У него возникло не слишком приятное предчувствие, что она сообщит ему о наконец-то произнесенных Торчестером или Харроуби магических словах, которые она так жаждала услышать, и о том, что она выходит за одного из них.
Было бы весьма огорчительно потерять ее, подумал лорд Алистер; он, пожалуй, соскучится по ней даже за время медового месяца.
Впрочем, тут же решил он со слегка циничной усмешкой в уголках губ, как только титул маркизы или герцогини утратит новизну, Олив непременно возжаждет его поцелуев.
— Почему с тобой я чувствую себя иначе, чем с любым другим мужчиной? — жалобным тоном спросила она в позапрошлую ночь.
Он ждал ее у нее в спальне после обеда в Ричмонд-Хаусе, в то время, как маркиз провожал ее до дома и распрощался у входа, получив всего-навсего разрешение поцеловать руку.
Лорд Алистер проник в дом на Парк-стрит гораздо раньше через садовую калитку, от которой у него был ключ.
Французское окно в гостиной оставлено было незапертым, и лорд Алистер проскользнул наверх, едва слуги отправились спать. Он улегся на обшитых кружевами подушках задрапированной шелковыми занавесями постели.
Воздух был напоен ароматом пряных французских духов Олив; Алистер ждал, предвкушая вспышку страсти, которая охватит их обоих, едва Олив появится в спальне.

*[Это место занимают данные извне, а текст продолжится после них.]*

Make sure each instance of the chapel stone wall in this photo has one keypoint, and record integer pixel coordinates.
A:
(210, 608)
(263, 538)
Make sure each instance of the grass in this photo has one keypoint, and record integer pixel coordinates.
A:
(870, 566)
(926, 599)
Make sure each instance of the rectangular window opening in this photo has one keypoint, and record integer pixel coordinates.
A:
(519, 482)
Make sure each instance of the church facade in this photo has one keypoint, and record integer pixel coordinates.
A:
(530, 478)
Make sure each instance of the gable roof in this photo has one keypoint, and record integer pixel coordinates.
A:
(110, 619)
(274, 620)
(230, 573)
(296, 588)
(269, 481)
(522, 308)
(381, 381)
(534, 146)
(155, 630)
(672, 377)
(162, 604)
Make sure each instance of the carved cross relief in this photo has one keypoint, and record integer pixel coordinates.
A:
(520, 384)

Она и в самом деле сразу бросилась к нему в объятия, и прошло много, очень много времени, прежде чем у них появилось желание заговорить
Дар речи вернулся к ним, когда свечи почти догорели, а на небе засиял мягкий свет утренней зари.
— Как ты красива! — произнес Алистер.
Он привлек Олив к себе одной рукой, а другой коснулся шелка темных волос.
Почти грубыми движениями он вынул из волос шпильки, и волосы рассыпались по обнаженным плечам женщины — они такие же мягкие, как ее кожа, но держат Алистера крепче любых цепей.